On the other hand, there are studies that show significant gender differences similar
to our findings.[22]
[23]
[24] Vidya et al in a study on 30 dry skulls of South Indians, found that the MSV of
the males was slightly more than those in the females.[25] Furthermore, although not many studies evaluated the effect of MSI on gender determination,
Khaitan et al[1] and Chalkoo and Salma[26] observed that MSI is significantly different in males than in females. Both of these
studies used lateral X-ray cephalogram in measuring the sinus dimensions. In Europe,
a study about gender determination found that the volume of MS was significantly larger
and wider in males than in females.[27]
The DF test we performed on the samples was able to predict and classify 122 males
correctly out of 144 and 107 out of 131 of females correctly, giving a sensitivity
of 85%. This is when MSV was used as a predictor. A similar study conducted by Uthman
et al found that 74.4% of males and 73.3% of females were correctly classified using
MS dimensions.[28] Similarly, Chandra et al have found that MS area and perimeter by lateral cephalogram
could be used accurately in gender determination. The correct predictive accuracy
they found was 70.8% in males and 62.5% in females.[29] Some investigators in Egypt conducted a study to predict gender from some radiologic
measurements of the MS using multidetector CT and came up with a predictive accuracy
of 70.8% in males and 62.5% in females.[4]

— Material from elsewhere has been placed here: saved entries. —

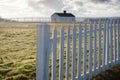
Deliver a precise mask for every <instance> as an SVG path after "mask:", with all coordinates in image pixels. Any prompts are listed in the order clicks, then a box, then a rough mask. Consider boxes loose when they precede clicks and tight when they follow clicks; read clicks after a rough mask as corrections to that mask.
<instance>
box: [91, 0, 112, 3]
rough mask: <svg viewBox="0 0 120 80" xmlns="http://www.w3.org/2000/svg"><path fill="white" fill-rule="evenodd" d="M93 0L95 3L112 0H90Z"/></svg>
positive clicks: (110, 0) (109, 1)
mask: <svg viewBox="0 0 120 80" xmlns="http://www.w3.org/2000/svg"><path fill="white" fill-rule="evenodd" d="M90 1H91V2H94V3H108V2H110V1H111V0H90Z"/></svg>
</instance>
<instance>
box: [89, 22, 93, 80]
mask: <svg viewBox="0 0 120 80" xmlns="http://www.w3.org/2000/svg"><path fill="white" fill-rule="evenodd" d="M89 54H90V55H89V80H90V79H92V66H93V65H92V22H90V53H89Z"/></svg>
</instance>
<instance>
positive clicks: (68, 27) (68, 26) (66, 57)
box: [66, 26, 70, 80]
mask: <svg viewBox="0 0 120 80" xmlns="http://www.w3.org/2000/svg"><path fill="white" fill-rule="evenodd" d="M69 66H70V27H69V26H68V31H67V53H66V80H69Z"/></svg>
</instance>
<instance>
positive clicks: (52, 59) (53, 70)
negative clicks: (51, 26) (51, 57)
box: [52, 27, 57, 80]
mask: <svg viewBox="0 0 120 80" xmlns="http://www.w3.org/2000/svg"><path fill="white" fill-rule="evenodd" d="M56 53H57V30H56V27H55V28H54V31H53V54H52V80H56Z"/></svg>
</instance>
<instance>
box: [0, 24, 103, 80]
mask: <svg viewBox="0 0 120 80" xmlns="http://www.w3.org/2000/svg"><path fill="white" fill-rule="evenodd" d="M56 24H57V23H56ZM36 25H37V24H36V23H7V24H6V23H0V80H35V75H36V73H35V70H36ZM53 25H54V24H51V26H53ZM57 25H58V26H57V30H58V35H59V34H60V27H61V25H60V24H57ZM72 26H73V24H70V28H71V34H72ZM77 26H78V24H77ZM82 26H83V25H82ZM64 28H65V34H66V31H67V29H66V28H67V27H66V24H65V25H64ZM83 28H84V27H82V29H83ZM88 29H89V27H88ZM52 31H53V27H51V28H50V32H52ZM77 31H78V27H77ZM102 35H103V33H102ZM50 36H52V34H51V35H50ZM97 36H98V33H97ZM83 37H84V35H83ZM93 38H94V35H93ZM102 38H103V36H102ZM82 40H83V43H84V38H83V39H82ZM64 42H65V43H66V40H65V41H64ZM71 42H72V39H71ZM83 43H82V45H84V44H83ZM59 46H60V42H59V41H58V47H59ZM64 46H65V47H64V71H65V65H66V62H65V60H66V44H65V45H64ZM102 47H103V39H102ZM70 49H71V51H70V70H69V71H70V78H71V70H72V69H71V65H72V63H71V62H72V44H71V46H70ZM97 49H98V41H97ZM76 50H78V41H77V46H76ZM93 50H94V48H93ZM101 50H102V49H101ZM102 51H103V50H102ZM83 52H84V46H82V53H83ZM59 53H60V49H59V48H57V66H56V67H57V70H56V72H57V74H56V75H57V78H58V76H59V75H58V74H59ZM87 53H89V35H88V38H87ZM97 53H98V51H97ZM76 55H78V51H77V52H76ZM51 56H52V55H50V65H49V69H50V71H51V68H52V66H51V63H52V62H51ZM83 56H84V55H82V63H83ZM88 56H89V55H87V59H88ZM76 61H77V56H76ZM87 66H88V63H87ZM76 67H77V65H76ZM82 68H83V67H82ZM87 71H88V67H87ZM50 76H51V73H50ZM64 77H65V76H64Z"/></svg>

Similar to our study, Prabhat et al examined the MS of a sample of 30 adults' CT scans
in the Indian population. They conducted DF tests and the method was able to predict
gender with an accuracy of 80.0% in males and 86.7% in females, with an overall accuracy
rate of 83.3%.[30]
This study found that MSV was a better predictor of gender than MSI with both the
right and left MS dimensions added in the DF equation. Not many studies were conducted
on comparing the two variables for gender determination in the same population. Prabhat
et al conducted DF test to obtain an overall accuracy rate of 83.3% with three MS
parameters entered into the model.[30] Our DF equation is simple and fairly accurate (85%) with only two variables entered.
This could be because of a larger sample size (275) in our population, the use of
CBCT, and/or the variable volume we used in the equation.
Conclusion
The study provided a normative value for MSV and MSI in Saudi Arabian population using
CBCT. It concluded that the two variables are sexually dimorphic and that both are
good predictors for gender determination, with MSV being a better predictor. The DF
equation performed provided a high predictive accuracy, which was comparable if not
higher than many studies.
Recommendations
The probability of surgical problems could be significantly decreased with accurate
diagnosis, appropriate treatment planning, and familiarity with the surrounding anatomy.
It is important to understand that the size of the MS varies between men and women.
Surgeons may provide patients with more individualized care as a result of this knowledge.
When diagnosing sinusitis, contemplating orthodontic procedures, carrying maxillofacial
surgeries, or implanting dental prosthesis, understanding these distinctions is essential
to getting good results. Future research might examine the surgical consequences of
MS measurements in greater detail, in relations to neighboring anatomical structures.
It is therefore possible to look into the effects of these variations on associated
surgical specialties such as ophthalmology and neurosurgery.